Tencent Cloud prioritized different markets, announcing a new availability zone in Frankfurt, Germany, while advancing overseas rollouts of its Hunyuan large language model and AI services. Nonetheless, it maintains Southeast Asian nodes.

Huawei established the ASEAN region's first 5G innovation center in Thailand, deepening local digital infrastructure collaboration.

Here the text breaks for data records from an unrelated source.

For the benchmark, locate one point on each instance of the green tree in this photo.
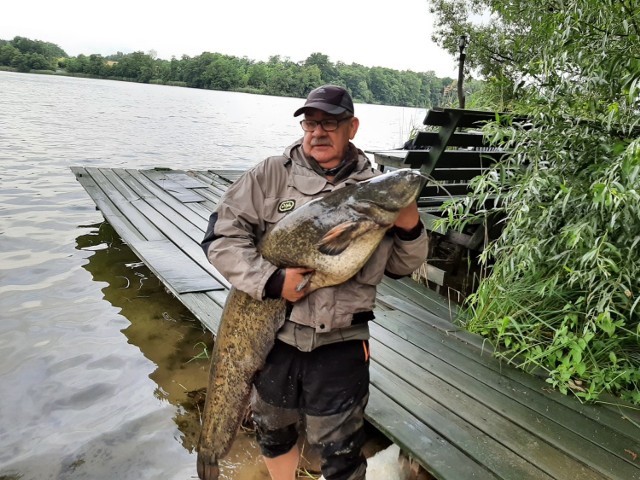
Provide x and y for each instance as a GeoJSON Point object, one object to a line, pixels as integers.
{"type": "Point", "coordinates": [564, 292]}
{"type": "Point", "coordinates": [8, 55]}
{"type": "Point", "coordinates": [328, 71]}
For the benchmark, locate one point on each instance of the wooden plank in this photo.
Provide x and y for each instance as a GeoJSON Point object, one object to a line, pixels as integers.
{"type": "Point", "coordinates": [431, 320]}
{"type": "Point", "coordinates": [436, 454]}
{"type": "Point", "coordinates": [458, 139]}
{"type": "Point", "coordinates": [555, 449]}
{"type": "Point", "coordinates": [184, 179]}
{"type": "Point", "coordinates": [467, 118]}
{"type": "Point", "coordinates": [175, 227]}
{"type": "Point", "coordinates": [174, 267]}
{"type": "Point", "coordinates": [163, 180]}
{"type": "Point", "coordinates": [481, 449]}
{"type": "Point", "coordinates": [125, 229]}
{"type": "Point", "coordinates": [532, 407]}
{"type": "Point", "coordinates": [115, 199]}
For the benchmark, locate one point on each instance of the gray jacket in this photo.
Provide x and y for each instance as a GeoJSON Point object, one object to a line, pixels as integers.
{"type": "Point", "coordinates": [250, 208]}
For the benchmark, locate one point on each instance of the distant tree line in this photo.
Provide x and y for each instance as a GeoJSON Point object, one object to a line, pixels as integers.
{"type": "Point", "coordinates": [215, 71]}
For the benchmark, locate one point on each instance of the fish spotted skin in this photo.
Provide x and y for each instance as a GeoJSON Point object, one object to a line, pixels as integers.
{"type": "Point", "coordinates": [334, 235]}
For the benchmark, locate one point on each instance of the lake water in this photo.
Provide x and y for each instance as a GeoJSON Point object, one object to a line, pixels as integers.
{"type": "Point", "coordinates": [96, 359]}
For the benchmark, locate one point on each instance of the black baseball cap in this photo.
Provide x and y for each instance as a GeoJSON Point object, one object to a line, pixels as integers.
{"type": "Point", "coordinates": [328, 98]}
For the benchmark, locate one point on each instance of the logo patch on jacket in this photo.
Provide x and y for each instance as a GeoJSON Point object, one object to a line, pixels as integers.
{"type": "Point", "coordinates": [286, 206]}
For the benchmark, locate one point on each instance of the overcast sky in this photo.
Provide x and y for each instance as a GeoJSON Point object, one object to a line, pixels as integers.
{"type": "Point", "coordinates": [393, 34]}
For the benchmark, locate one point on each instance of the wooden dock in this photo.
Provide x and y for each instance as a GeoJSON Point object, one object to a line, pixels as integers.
{"type": "Point", "coordinates": [436, 390]}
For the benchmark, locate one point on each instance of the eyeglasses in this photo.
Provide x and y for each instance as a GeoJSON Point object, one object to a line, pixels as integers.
{"type": "Point", "coordinates": [329, 125]}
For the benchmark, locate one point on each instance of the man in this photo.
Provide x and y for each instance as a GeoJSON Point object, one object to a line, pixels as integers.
{"type": "Point", "coordinates": [317, 374]}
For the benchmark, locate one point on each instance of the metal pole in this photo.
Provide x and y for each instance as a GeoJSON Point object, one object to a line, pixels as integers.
{"type": "Point", "coordinates": [461, 44]}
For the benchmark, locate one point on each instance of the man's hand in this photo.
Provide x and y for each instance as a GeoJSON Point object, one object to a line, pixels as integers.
{"type": "Point", "coordinates": [293, 278]}
{"type": "Point", "coordinates": [408, 217]}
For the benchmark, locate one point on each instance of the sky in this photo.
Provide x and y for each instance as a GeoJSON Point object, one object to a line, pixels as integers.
{"type": "Point", "coordinates": [384, 33]}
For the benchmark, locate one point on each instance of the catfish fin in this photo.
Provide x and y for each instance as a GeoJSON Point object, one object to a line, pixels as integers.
{"type": "Point", "coordinates": [336, 240]}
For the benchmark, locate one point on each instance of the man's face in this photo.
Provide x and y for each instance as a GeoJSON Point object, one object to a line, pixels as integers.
{"type": "Point", "coordinates": [328, 148]}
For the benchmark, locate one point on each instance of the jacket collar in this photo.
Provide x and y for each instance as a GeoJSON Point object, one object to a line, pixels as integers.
{"type": "Point", "coordinates": [306, 180]}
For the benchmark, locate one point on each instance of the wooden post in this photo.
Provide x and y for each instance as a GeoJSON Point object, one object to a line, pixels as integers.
{"type": "Point", "coordinates": [461, 44]}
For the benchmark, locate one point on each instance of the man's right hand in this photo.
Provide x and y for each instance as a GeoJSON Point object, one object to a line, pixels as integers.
{"type": "Point", "coordinates": [293, 278]}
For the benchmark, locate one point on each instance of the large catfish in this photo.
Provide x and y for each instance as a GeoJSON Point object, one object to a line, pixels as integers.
{"type": "Point", "coordinates": [335, 236]}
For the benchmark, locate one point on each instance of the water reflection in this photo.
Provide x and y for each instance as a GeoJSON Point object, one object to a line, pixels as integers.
{"type": "Point", "coordinates": [170, 336]}
{"type": "Point", "coordinates": [161, 327]}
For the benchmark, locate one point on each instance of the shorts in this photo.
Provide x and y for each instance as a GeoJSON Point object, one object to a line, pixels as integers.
{"type": "Point", "coordinates": [327, 389]}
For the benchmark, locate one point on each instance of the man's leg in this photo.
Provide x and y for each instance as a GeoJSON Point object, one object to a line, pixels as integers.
{"type": "Point", "coordinates": [284, 466]}
{"type": "Point", "coordinates": [336, 391]}
{"type": "Point", "coordinates": [275, 413]}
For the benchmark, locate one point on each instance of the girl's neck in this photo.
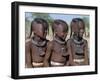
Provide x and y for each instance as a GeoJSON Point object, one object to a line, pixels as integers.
{"type": "Point", "coordinates": [58, 38]}
{"type": "Point", "coordinates": [37, 38]}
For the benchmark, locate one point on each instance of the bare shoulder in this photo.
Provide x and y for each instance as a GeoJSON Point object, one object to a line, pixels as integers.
{"type": "Point", "coordinates": [50, 44]}
{"type": "Point", "coordinates": [69, 41]}
{"type": "Point", "coordinates": [85, 41]}
{"type": "Point", "coordinates": [27, 42]}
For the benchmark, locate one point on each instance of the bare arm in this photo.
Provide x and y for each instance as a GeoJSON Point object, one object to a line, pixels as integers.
{"type": "Point", "coordinates": [70, 62]}
{"type": "Point", "coordinates": [48, 54]}
{"type": "Point", "coordinates": [86, 53]}
{"type": "Point", "coordinates": [28, 55]}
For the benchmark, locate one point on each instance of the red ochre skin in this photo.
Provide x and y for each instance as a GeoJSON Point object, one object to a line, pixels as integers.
{"type": "Point", "coordinates": [35, 48]}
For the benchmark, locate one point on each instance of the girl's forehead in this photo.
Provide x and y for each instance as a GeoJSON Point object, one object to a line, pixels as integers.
{"type": "Point", "coordinates": [60, 27]}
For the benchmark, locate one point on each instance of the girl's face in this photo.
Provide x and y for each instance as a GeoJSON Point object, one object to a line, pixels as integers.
{"type": "Point", "coordinates": [40, 31]}
{"type": "Point", "coordinates": [79, 29]}
{"type": "Point", "coordinates": [61, 31]}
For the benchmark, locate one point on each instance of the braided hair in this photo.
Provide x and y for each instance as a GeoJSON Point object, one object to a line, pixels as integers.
{"type": "Point", "coordinates": [39, 21]}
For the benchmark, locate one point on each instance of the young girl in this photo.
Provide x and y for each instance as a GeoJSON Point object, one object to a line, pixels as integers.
{"type": "Point", "coordinates": [36, 46]}
{"type": "Point", "coordinates": [77, 44]}
{"type": "Point", "coordinates": [57, 52]}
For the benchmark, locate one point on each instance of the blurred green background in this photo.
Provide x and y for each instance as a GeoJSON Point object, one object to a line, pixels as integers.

Three key drivers fuel this Southeast Asian data center expansion:

First, soaring AI computing demand. Large model training and inference require high-density computing, accelerating data center construction. Southeast Asia's data center market is transitioning from cloud computing hubs to AI computing nodes, with liquid cooling, high-density racks, and green power becoming standard for new projects.

Second, rigid data localization regulations. Following the EU's GDPR, Thailand's PDPA took effect in 2022, while Indonesia and Malaysia enacted or revised data protection laws. Local data storage mandates render data centers in China and the West inadequate for Southeast Asian markets, making local construction a compliance prerequisite.

Third, circumventing high-end chip restrictions. U.S. export controls on advanced AI chips to China have prompted some Chinese firms to deploy computing power in Southeast Asia for model training and application deployment.

Undeniably, domestic chips have matured for AI inference tasks. Huawei's Ascend leads with 812,000 units shipped, followed by Alibaba's T-Head, Baidu's Kunlunxin, and Cambricon. By 2025, domestic AI accelerators captured 41% of China's market.

However, gaps persist in training chips. To match OpenAI, Google, and Meta's high-end training capabilities, Chinese firms must deploy clusters in countries with relaxed high-performance chip policies.

Southeast Asian nations like Malaysia and Thailand, which fully permit high-end chips, have become critical breakthroughs for Chinese firms to alleviate training chip supply constraints.

According to The Wall Street Journal's March 2026 report, ByteDance is partnering with Southeast Asian cloud provider Aolani Cloud to deploy approximately 500 NVIDIA Blackwell computing systems in Malaysia, totaling around 36,000 B200 chips with hardware costs exceeding $2.5 billion.

In this wave, Southeast Asia has evolved from a regional market battleground to a strategic computing power stronghold in the AI era.